It’s New York Fashion Week IRL again, and don’t we love to see it. With each new season, we’re treated to the sartorial imaginings of designers who have spent countless hours dreaming up ensembles for us to find joy and make memories in – and of course, with each show comes fresh beauty inspiration, courtesy of the talented backstage hair and makeup teams.
This season, it seems optimistic colour is back on the agenda, if the shows from day one are any indication. After a lengthy period of makeup austerity – barely-there, hyperreal skin – recent global events seem to have reinstated our propensity towards bright, uplifting shades. It feels like the perfect time to lean into the lighter, sunnier sides of our kits, which is just what the NYFW makeup teams did.
Of course, that didn’t mean all subtlety was lost. At A–Company’s Spring Summer 2022 presentation, a solid line of colour above the crease of the eye was enough to elicit buoyant energy. Soft pinks and baby blue shades were traced above the sockets of all genders, for a refreshingly wearable take.
At the Prabal Gurung show, bright, bold hues were a little more dialled up for evening. Blue and pink shadows artfully hugged the inner and outer corners of each eye, curving outwards with an inch of negative space left bare in between.

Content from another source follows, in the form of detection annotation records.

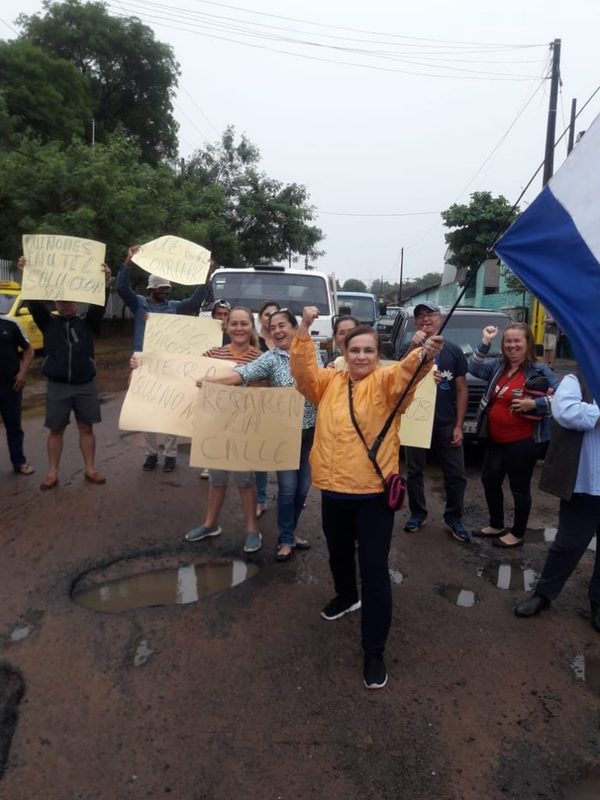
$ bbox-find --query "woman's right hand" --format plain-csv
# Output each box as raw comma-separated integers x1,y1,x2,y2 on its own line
302,306,319,329
481,325,498,344
125,244,140,267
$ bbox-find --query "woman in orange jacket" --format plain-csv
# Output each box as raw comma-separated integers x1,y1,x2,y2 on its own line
290,306,443,689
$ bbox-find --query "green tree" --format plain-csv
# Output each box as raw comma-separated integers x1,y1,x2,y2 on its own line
0,41,92,142
342,278,367,292
502,266,528,294
442,192,519,280
18,0,179,163
185,127,323,266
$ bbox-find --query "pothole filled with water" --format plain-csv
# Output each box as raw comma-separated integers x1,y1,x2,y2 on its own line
436,584,479,608
0,664,25,778
477,561,539,592
561,771,600,800
72,559,258,614
568,653,600,696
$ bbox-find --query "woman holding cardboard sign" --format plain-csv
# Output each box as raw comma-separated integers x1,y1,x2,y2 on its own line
198,308,320,561
180,306,262,553
290,306,443,689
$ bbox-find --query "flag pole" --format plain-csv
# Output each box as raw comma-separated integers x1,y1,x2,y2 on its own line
531,39,561,355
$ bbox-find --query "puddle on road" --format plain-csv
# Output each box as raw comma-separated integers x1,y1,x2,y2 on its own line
568,653,600,696
389,569,404,586
436,584,479,608
477,561,539,592
562,772,600,800
73,560,258,614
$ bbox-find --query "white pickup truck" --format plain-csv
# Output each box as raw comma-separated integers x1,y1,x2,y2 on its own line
206,267,337,351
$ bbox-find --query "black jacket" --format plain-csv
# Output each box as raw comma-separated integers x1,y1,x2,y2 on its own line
28,292,108,384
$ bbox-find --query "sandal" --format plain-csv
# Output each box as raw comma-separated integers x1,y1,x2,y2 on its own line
85,471,106,484
275,544,294,561
471,526,506,539
294,539,310,550
40,475,58,492
15,464,35,475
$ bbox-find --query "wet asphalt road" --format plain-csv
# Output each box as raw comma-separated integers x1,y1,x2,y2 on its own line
0,358,600,800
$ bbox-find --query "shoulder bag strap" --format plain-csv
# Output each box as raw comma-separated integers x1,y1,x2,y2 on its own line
348,378,396,486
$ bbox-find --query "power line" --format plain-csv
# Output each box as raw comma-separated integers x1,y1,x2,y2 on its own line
179,83,221,136
119,0,545,57
108,1,544,81
0,17,19,36
407,56,550,250
191,0,545,47
316,208,440,217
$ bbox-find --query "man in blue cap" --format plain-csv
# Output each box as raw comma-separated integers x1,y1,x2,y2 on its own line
400,301,470,542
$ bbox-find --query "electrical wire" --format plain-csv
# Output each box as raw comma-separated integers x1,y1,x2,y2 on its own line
179,83,221,136
191,0,538,47
316,208,440,217
113,0,545,55
439,86,600,334
109,0,548,81
406,52,550,251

Then there was the Erigo X show, which featured high voltage shocks on the eyes that flared from the inner corner outwards. An arresting yellow hue applied to one model, while a zesty orange shade was donned by another.
The application felt organic, as if the pops of colour were almost an after-thought, hastily applied with fingertips. The rest of models’ complexions were left largely bare with just a touch of gloss, which felt fitting – after all, we can’t quite summon the same cosmetic enthusiasm for our entire faces just yet.
But opting for an energising eyeshadow shade on the lids, along with little else? Doable.